Inspired by the strange case of Bowe Bergdahl, the U.S. Army sergeant who deserted his post in Afghanistan in 2009 and was subsequently captured by the Taliban and held captive until 2014, ”The Deserter” is a thriller about a U.S. Army officer who also deserts his post in Afghanistan and is held captive by the Taliban.
But the fictional Capt. Kyle Mercer is different in many ways from the real deserter. Mercer is an elite special operator who kills and beheads his captors on video and then looks into the camera and resigns his Army commission. Mercer resembles more the renegade Col. Kurtz character in Francis Ford Coppola’s film “Apocalypse Now” than the oddball Bergdahl.
In Nelson DeMille and Alex DeMille’s “The Deserter” two U.S. Army Criminal Investigation Division (CID) investigators are assigned the task of finding and bringing to justice the deserter, who has been identified as living in Venezuela. The two investigators are Chief Warrant Officer Scott Brodie and Chief Warrant Officer Maggie Taylor.
“Brodie tried to recall what he knew about this case. Captain Kyle Mercer had been a member of the 1st Special Forces Operational Detachment — Delta, more famously known as Delta Force. He was the elite of the elite, one of the most potent weapons in the military’s arsenal, and the tip of the spear in the counterinsurgency campaign against the Taliban in Afghanistan,” the authors write.

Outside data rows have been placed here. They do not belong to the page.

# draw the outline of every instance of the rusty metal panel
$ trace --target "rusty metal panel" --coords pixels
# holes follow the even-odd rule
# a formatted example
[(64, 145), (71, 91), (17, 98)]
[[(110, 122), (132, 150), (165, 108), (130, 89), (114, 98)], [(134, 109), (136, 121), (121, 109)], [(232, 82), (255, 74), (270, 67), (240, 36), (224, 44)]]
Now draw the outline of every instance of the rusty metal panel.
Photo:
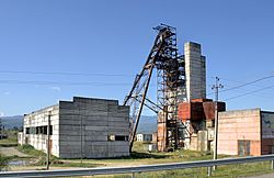
[[(203, 102), (204, 113), (206, 120), (215, 119), (215, 102)], [(226, 103), (218, 102), (218, 111), (226, 111)]]
[(238, 140), (238, 155), (250, 156), (250, 141)]

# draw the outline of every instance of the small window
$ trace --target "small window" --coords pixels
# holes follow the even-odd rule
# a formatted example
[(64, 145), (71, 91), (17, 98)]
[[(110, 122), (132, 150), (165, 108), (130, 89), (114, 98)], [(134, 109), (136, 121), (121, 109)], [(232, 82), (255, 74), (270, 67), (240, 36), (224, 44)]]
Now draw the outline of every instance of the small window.
[(30, 127), (25, 129), (25, 134), (30, 134)]
[(107, 141), (128, 141), (128, 136), (125, 136), (125, 135), (109, 135)]

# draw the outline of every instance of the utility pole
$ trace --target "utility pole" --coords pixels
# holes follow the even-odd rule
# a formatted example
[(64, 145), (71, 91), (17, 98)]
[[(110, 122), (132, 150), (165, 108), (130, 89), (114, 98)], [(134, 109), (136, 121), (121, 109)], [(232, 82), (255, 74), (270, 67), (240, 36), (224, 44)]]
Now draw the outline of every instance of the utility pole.
[(47, 118), (47, 170), (49, 169), (49, 156), (50, 156), (50, 116), (52, 116), (52, 112), (48, 112), (48, 118)]
[(2, 131), (2, 115), (0, 115), (0, 140), (2, 140), (3, 137), (3, 131)]
[[(218, 97), (219, 89), (224, 88), (222, 85), (219, 84), (219, 78), (216, 77), (215, 85), (213, 85), (212, 89), (215, 90), (215, 131), (214, 131), (214, 160), (217, 159), (217, 145), (218, 145)], [(216, 166), (213, 167), (216, 170)]]

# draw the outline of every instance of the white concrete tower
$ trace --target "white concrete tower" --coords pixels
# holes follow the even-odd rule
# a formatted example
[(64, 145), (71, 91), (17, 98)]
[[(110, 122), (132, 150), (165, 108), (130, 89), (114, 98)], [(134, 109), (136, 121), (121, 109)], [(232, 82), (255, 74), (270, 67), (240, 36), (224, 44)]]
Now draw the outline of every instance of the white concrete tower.
[(206, 65), (205, 56), (202, 56), (201, 44), (186, 42), (184, 44), (186, 98), (206, 98)]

“One night three years earlier, while stationed with a small team at a remote combat outpost in the rugged Hindu Kush, he walked off. According to his teammates, Captain Mercer must have left sometime after midnight. He took all his field gear with him, along with night vision goggles and his M4 rifle, but no one had actually seen him leave the outpost, and no one noticed he was missing until first light. Conclusion: He deserted.
“Desertion is rare. Desertion in a war zone like Afghanistan even rarer. And desertion in a war zone by an officer in an elite unit, unheard of.”
The desertion of Capt. Mercer is a mystery, a public relations nightmare and a major security risk, as he possessed in his head highly classified information about counterinsurgency operations. Capt. Mercer was a highly trained, experienced and well-regarded officer. All his teammates described him as a capable, competent, and brave commanding officer. Why a man like Capt. Mercer would desert is a mystery to the investigators.
“Captain Mercer was an enigma even before he walked off in the night into a rugged mountain range in one most dangerous and godforsaken corners of the earth,” Nelson DeMille and his son Alex DeMille tell us.